I receive CPP and will start OAS next year.

There seems to be subjective information on the .gov website. I have searched on the internet for lawyers with experience in emigration but came up with nothing.


----------



## Eclectic12 (Oct 20, 2010)

Are you cutting residential ties to Canada to no longer a Canadian tax resident?

If so, there is the departure tax where certain property including stocks held in a non-registered account are deemed to be sold, triggering capital gains taxes. There is an option to defer these taxes until selling but there is a threshold that requires leaving adequate security.
https://www.canada.ca/en/revenue-ag...a-non-residents/leaving-canada-emigrants.html


If not, you'll have to file a Canadian tax return.


Cheers


----------



## AltaRed (Jun 8, 2009)

It may even be more complicated than that. Tax treaties usually have tie-breaking rules, so even if the OP wanted to continue to file Canadian tax returns each year as a tax resident of Canada, the host country may have different ideas on how the OP should be taxed. The question really comes to where does the OP have the most ties.

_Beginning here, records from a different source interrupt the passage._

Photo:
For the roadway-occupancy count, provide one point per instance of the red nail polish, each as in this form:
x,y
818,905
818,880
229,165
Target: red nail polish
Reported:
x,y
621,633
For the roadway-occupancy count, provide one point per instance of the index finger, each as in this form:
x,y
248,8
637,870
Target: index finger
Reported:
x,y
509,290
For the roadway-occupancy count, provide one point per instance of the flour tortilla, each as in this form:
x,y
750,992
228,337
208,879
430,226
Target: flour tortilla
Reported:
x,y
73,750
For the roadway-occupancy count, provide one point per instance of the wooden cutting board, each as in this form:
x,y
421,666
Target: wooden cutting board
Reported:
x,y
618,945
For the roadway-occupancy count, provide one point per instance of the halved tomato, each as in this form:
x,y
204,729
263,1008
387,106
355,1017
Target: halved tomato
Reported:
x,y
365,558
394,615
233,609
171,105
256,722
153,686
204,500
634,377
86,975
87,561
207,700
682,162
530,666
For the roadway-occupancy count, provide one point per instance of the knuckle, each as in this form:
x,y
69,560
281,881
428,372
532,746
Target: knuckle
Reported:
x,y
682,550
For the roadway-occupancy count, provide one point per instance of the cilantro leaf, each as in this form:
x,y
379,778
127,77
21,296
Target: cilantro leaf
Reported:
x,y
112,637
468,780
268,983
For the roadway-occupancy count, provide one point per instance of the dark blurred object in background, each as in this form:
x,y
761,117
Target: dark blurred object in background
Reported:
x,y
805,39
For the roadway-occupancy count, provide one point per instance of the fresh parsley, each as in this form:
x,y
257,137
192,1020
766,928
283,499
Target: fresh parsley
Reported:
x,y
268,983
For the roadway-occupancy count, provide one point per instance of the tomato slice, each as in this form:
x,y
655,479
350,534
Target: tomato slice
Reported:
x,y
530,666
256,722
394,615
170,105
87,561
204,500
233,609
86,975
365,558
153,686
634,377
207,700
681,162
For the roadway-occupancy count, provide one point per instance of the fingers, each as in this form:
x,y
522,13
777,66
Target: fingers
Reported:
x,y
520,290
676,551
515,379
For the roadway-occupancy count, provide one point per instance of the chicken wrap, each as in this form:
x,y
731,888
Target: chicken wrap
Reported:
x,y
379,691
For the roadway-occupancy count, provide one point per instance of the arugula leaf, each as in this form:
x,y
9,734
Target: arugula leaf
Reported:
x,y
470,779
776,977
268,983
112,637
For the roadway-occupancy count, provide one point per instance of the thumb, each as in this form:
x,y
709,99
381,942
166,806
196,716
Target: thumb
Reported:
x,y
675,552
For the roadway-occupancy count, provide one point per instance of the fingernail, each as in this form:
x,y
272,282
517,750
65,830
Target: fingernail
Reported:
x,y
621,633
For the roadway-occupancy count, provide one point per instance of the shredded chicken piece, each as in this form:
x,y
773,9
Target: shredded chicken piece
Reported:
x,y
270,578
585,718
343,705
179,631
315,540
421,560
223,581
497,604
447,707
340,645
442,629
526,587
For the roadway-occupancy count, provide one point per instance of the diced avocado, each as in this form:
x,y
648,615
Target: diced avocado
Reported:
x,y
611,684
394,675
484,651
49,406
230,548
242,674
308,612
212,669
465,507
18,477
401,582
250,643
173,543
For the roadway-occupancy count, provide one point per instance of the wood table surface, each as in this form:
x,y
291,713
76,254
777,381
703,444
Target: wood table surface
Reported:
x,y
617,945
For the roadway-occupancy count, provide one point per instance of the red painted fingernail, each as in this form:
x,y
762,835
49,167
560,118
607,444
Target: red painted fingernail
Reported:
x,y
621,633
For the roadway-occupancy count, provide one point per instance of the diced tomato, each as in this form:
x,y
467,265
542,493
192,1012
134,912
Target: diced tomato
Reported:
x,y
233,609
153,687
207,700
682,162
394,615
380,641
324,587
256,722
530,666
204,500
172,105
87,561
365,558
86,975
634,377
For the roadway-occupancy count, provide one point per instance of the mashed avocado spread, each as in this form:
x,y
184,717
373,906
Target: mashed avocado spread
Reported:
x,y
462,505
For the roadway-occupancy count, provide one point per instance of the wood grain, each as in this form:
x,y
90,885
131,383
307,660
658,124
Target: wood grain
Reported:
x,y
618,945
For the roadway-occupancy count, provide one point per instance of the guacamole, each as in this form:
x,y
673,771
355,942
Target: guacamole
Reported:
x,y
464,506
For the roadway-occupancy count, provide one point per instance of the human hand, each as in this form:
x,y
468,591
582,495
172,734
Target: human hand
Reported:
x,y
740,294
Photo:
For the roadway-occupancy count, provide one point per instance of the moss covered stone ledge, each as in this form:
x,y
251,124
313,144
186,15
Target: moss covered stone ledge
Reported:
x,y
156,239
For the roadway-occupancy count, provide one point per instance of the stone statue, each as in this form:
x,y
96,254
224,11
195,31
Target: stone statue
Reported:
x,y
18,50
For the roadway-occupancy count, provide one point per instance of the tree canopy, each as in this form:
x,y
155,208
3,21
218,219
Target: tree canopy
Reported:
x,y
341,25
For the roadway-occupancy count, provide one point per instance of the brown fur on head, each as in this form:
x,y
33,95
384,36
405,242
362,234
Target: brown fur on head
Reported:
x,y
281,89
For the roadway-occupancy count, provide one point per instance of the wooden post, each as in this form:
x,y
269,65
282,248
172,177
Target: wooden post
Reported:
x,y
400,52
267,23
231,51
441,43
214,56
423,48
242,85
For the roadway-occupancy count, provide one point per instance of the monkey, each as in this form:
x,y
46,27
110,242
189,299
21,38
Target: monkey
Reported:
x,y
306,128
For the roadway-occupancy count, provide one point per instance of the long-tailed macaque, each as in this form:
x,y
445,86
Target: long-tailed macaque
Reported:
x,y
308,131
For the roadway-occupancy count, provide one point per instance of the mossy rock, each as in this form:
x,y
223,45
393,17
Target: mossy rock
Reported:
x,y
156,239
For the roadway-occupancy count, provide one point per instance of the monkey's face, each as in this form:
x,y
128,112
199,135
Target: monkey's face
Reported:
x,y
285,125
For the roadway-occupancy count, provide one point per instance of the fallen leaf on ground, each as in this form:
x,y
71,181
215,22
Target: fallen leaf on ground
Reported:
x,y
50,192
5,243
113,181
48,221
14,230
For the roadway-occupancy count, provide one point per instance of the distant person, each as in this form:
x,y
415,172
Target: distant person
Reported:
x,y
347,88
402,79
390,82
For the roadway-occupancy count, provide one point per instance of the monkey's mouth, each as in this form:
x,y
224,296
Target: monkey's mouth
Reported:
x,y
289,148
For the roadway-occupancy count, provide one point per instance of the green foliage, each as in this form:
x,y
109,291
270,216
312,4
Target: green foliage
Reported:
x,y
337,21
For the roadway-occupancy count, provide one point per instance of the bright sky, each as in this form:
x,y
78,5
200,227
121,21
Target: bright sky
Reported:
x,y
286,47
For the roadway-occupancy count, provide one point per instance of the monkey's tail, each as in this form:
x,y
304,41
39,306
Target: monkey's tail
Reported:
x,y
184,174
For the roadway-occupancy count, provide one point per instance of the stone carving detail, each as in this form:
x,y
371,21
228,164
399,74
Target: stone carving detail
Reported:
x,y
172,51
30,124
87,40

Also not sure about the references to emigration. The OP is not emigrating if the OP intends to return. At most, the OP is looking for the appropriate Visa to live in the desired host country for X years.

Am also confused as to the reference to the .gov website. AFAIK, all Canadian government websites end in .ca


----------



## ian (Jun 18, 2016)

We were told by our tax accountant that it can be ‘tricky’ even though our plans included disposing of real estate. We were looking to travel for a few years and dodge the tax on two years of high income in post retirement. 

Even when you do follow the ambiguous rules you will be subject to a potential no fun CRA audit and deep dive. Bottom line, we were advised, would mean cutting all financial ties, medical coverage, etc. Our situation may have been different from yours however that is the advice we received.

We decided to pay the freight. Canada has been good to us and we feel that on balance we get value for our tax paid


----------



## Longtimeago (Aug 8, 2018)

This is a topic with which I have personal experience as well as having known many people who have also done so.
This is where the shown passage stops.